As he died, the only thing Big Bruvva could hear was Gork’s mocking laughter, taunting the man who would have been an ork.
His Chosen One.
His fool.
The stars were falling across Ghul Jensen. That’s what it looked like for Governor Vinter at least. New suns blossomed in the sky before fading, fire streaking through the heavens.
This was what Big Bruvva had wanted the governor to see, why he’d kept him alive. The Day of Reckoning. The Coming of Gork.
The idiot would have claimed that the explosions in the upper atmosphere were a sign, a portent even, if his vocabulary hadn’t been that of a child.
He was right about one thing. It was a sign – that bombs would soon start falling. That ships would be descending t
hrough those leaden clouds, crushing all opposition.
Not that Big Bruvva would see it himself. The cult leader had left the smashed screen operating in the office, so that Vinter could witness him slaughter the Assassin first hand. The governor wished he’d still had the strength to cheer as the brute had fallen in front of his followers, his face an unrecognisable mess – but he could hardly breathe. It wouldn’t be long now. A blessed relief.

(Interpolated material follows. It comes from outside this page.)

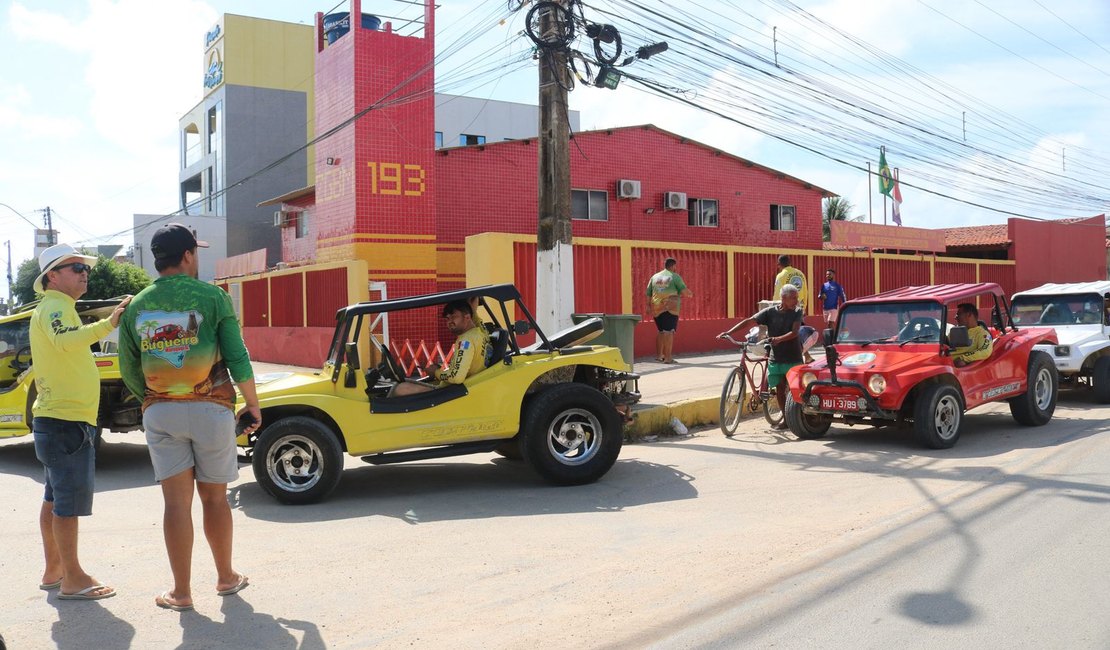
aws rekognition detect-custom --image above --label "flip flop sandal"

He didn’t know what had happened to the Assassin. As soon as the cult leader crashed to the floor, his disciples swarmed into the arena, desperate to take down the creature that had killed their so-called herald. The screen became a confused mess of bodies, gunfire crackling over the speakers, as the Gork worshippers turned on each other. Big Bruvva’s lieutenants were desperate to take control, filling the gap left by their leader’s demise, even before his body grew cold.

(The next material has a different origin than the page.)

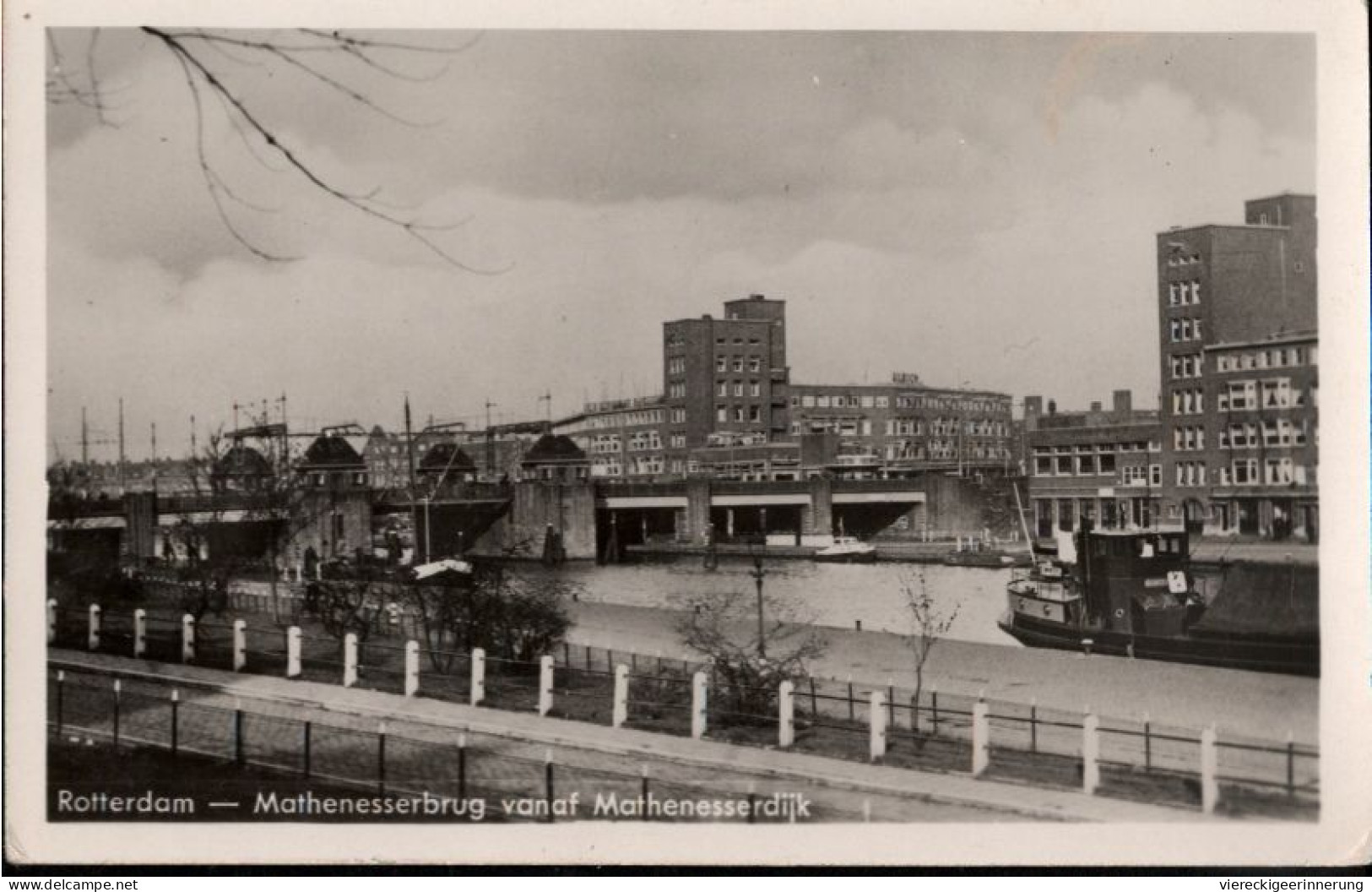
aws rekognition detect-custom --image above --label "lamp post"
[749,552,767,659]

The governor wondered how long the Assassin had lasted in the melee; which of the mindless drones had delivered the killing blow. It didn’t matter anymore. Soon they’d all be dead. The weakest of laughs gurgled in Vinter’s throat as he imaged the cultists welcoming real orks with open arms. He could just imagine the response, the leer on the orks’ faces as they cut the pretenders down where they stood.
‘Stupid humies!’
There was movement in the corridor outside. He’d heard muffled explosions and gunfire earlier, the feuding cultists making for the spires to claim their throne. Let them have it, for all the good it would do.

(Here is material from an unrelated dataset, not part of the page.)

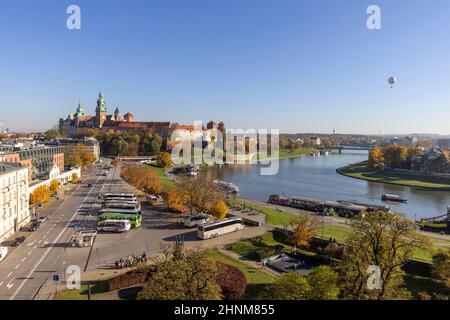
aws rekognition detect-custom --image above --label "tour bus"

The door opened. Vinter couldn’t look up. His head was like a lead weight.
He followed the noise across the room, booted footsteps on the carpet. It wasn’t like the heretics to be so quiet. Where were the jeers and yells, the cries of victory? Maybe they were there and just couldn’t hear them. For all he knew, his senses had finally deserted him. A blessed release.
A shadow passed in front of him, blocking out the light of the panoramic window. Something pressed up against his chin, pushing his head back. Something that burned. The governor looked up, expecting to find himself staring at the idiotic features of a cultist, all tattoos, studs and pointed teeth. Instead, the face in front of him was bone white, albeit streaked with dried blood. Red eyes regarded him coldly, the death mask frozen in an eternal smile.